Tetracyclines made up the majority (73.4%) of dermatologists’ antibiotic use between 2014 and 2016, likely because of the dual anti-inflammatory and antibacterial properties, Bunick said. The tetracycline class of antibiotics work to suppress the pro-inflammatory cytokine release; inhibit lipases and neutrophil migration, effectively reducing tissue destruction; inhibit nitric oxide synthase expression; reduce mast cell activation; and inhibit T-lymphocyte activation and proliferation, among other things.
Tetracyclines rely on a DCBA naphthacene core, which serves as the structural building block, and they work by binding to the 30S subunit of the bacterial ribosome. While first- and second-generation tetracyclines like doxycycline and minocycline have broad-spectrum activity and may often be used for empirical treatment, third-generation tetracyclines like sarecycline are much more narrow in scope and used to target specific causative pathogens such as C acnes. They also don’t contribute to gut dysbiosis the way broader agents do.
“If someone tells you the antibiotics do not have a place in dermatology, I just don't believe that is true,” Bunick said. “It is my personal opinion [that] we write so [many prescriptions for] tetracycline antibiotics and doxycycline that it is essential that dermatologists know tetracycline antibiotics for the safety of our patients, for the health of our patients, and so that we can be competent physicians.”
Antibiotic stewardship has also played a part in advancing the tetracycline class of antibiotics, as the US Centers for Disease Control and Prevention advises selecting narrow-spectrum drugs whenever possible.

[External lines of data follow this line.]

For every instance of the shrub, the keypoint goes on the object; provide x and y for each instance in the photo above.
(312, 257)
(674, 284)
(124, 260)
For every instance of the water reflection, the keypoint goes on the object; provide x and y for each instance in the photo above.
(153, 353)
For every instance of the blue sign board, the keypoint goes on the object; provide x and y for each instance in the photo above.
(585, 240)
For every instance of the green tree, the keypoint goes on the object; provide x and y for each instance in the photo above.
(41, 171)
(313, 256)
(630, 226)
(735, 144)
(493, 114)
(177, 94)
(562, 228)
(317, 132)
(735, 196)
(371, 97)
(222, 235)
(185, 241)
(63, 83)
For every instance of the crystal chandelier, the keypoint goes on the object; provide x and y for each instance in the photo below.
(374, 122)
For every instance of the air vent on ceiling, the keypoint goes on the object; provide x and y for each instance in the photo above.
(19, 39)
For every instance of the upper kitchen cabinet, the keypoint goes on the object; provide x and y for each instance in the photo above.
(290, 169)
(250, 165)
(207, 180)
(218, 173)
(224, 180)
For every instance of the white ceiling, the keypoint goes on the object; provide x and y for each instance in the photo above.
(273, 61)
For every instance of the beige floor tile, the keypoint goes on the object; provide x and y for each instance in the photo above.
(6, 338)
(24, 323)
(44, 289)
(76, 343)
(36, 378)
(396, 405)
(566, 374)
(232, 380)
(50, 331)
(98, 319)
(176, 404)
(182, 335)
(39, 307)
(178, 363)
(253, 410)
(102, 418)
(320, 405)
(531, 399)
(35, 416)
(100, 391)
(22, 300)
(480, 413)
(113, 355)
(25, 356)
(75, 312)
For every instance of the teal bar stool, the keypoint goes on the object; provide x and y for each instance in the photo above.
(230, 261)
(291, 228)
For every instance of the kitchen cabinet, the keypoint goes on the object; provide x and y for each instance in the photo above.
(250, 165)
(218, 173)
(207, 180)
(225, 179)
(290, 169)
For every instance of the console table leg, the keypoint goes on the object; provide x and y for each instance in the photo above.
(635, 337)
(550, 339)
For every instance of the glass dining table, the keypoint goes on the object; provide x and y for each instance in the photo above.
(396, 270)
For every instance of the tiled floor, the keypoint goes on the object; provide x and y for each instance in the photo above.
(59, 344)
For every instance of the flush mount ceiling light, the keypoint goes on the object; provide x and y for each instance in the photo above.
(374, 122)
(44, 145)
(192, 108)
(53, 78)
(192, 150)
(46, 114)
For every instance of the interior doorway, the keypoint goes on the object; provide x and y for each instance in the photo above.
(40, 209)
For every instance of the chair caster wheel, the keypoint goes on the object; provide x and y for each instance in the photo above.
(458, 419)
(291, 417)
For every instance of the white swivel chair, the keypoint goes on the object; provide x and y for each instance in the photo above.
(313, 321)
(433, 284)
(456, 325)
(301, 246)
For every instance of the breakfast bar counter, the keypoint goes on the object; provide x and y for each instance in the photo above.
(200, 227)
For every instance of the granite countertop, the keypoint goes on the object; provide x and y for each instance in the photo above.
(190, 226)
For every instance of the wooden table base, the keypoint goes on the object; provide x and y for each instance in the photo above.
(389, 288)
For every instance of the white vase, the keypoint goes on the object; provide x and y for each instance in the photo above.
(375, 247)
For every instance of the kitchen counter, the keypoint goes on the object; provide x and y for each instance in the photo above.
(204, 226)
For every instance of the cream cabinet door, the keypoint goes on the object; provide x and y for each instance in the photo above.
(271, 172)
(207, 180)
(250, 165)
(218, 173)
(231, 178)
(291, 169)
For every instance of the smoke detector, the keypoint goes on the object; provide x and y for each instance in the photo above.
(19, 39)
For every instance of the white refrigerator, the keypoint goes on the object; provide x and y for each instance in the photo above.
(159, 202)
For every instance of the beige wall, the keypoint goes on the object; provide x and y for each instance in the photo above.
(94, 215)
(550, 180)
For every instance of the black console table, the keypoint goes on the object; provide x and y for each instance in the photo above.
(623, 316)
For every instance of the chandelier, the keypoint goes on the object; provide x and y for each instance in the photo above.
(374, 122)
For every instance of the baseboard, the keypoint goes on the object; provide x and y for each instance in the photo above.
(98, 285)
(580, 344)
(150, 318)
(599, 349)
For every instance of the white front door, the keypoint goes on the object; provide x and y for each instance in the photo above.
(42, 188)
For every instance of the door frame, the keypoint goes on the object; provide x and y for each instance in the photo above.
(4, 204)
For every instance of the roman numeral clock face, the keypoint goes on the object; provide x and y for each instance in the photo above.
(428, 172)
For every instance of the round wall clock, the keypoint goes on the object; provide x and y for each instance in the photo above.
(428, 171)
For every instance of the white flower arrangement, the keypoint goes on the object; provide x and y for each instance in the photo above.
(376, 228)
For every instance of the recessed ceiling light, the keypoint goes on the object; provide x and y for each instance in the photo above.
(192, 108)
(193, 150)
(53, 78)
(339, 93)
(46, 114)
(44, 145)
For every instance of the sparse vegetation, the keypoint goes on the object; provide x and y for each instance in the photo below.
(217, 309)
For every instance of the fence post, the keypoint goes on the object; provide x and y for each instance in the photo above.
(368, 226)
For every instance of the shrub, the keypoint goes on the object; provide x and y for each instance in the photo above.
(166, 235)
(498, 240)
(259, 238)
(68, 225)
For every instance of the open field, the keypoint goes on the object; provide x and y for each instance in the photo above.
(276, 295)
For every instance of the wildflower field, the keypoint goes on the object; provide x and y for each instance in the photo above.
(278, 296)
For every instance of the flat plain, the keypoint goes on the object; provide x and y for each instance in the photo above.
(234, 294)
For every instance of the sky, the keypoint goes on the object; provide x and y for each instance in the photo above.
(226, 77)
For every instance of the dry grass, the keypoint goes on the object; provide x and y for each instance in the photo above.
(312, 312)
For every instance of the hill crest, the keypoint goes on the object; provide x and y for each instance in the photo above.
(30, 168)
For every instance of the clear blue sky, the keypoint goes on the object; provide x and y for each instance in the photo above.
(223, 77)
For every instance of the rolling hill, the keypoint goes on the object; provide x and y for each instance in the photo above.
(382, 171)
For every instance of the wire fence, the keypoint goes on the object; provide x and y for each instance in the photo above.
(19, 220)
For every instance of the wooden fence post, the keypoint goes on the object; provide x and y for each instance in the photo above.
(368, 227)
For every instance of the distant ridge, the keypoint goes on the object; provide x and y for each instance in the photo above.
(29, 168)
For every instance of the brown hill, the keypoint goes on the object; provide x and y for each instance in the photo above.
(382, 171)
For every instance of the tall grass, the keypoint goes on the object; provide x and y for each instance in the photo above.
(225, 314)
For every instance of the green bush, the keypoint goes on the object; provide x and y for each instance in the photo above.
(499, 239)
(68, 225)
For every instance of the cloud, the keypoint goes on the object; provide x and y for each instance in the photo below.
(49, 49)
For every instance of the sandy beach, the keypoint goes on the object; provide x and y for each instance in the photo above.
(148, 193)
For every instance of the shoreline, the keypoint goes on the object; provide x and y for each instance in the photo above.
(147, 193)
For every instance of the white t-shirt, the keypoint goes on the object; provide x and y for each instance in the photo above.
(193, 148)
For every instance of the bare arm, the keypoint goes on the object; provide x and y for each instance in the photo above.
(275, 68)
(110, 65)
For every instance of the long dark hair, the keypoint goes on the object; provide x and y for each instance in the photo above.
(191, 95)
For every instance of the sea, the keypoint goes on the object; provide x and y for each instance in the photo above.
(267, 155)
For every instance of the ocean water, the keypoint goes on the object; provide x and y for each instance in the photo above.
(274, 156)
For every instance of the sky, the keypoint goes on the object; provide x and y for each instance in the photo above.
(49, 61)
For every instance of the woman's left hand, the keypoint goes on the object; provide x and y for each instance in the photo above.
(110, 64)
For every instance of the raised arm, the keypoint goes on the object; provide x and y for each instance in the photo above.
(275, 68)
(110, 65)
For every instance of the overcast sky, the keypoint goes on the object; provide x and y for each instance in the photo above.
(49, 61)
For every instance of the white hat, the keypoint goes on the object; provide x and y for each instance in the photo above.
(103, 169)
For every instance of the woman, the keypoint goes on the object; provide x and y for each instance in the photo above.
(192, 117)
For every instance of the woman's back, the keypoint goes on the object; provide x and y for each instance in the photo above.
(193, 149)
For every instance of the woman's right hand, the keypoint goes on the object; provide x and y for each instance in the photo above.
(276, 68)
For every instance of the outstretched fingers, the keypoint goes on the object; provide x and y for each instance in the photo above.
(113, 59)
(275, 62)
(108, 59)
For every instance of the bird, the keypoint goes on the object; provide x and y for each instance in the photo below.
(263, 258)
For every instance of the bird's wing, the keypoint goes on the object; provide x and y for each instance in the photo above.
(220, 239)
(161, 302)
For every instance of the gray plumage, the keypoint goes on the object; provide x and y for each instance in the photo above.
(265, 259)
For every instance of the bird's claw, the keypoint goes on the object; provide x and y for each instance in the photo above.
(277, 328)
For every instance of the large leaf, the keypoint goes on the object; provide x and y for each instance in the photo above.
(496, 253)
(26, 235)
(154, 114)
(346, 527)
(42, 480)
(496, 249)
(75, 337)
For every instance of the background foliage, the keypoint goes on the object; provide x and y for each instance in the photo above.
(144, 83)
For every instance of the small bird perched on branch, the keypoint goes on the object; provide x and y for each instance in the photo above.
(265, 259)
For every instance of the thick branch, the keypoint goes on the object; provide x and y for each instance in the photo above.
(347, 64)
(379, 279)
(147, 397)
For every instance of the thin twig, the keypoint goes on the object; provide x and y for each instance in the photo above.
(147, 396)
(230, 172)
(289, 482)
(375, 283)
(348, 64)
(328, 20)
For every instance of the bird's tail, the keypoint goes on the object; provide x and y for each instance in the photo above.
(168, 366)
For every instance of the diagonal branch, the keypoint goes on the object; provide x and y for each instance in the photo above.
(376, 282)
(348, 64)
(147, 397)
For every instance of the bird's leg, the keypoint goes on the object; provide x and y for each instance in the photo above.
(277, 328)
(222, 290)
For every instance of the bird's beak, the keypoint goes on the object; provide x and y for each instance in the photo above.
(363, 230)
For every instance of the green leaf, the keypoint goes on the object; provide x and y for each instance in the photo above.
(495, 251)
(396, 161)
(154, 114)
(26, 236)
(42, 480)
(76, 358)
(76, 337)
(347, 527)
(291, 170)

The goal, of course, is to prevent antibiotic resistance, which is problematic not just for the current generation but for generations to come, and narrow-spectrum tetracyclines are uniquely positioned to help overcome it.
Sarecycline, in particular, inhibits 2 active centers of the C acnes 70S ribosome, Bunick said—something his lab discovered while studying the C acnes ribosome via cryoelectron microscopy.
“We now know that this narrow-spectrum, this new precision medicine in acne blocks 2 active centers in the C acnes ribosome,” Bunick said. “This is very profound because it means, or at least it explains partly, why we have this narrow-spectrum agent that might give us a real step forward or advancement in practicing antibiotic stewardship in dermatology.”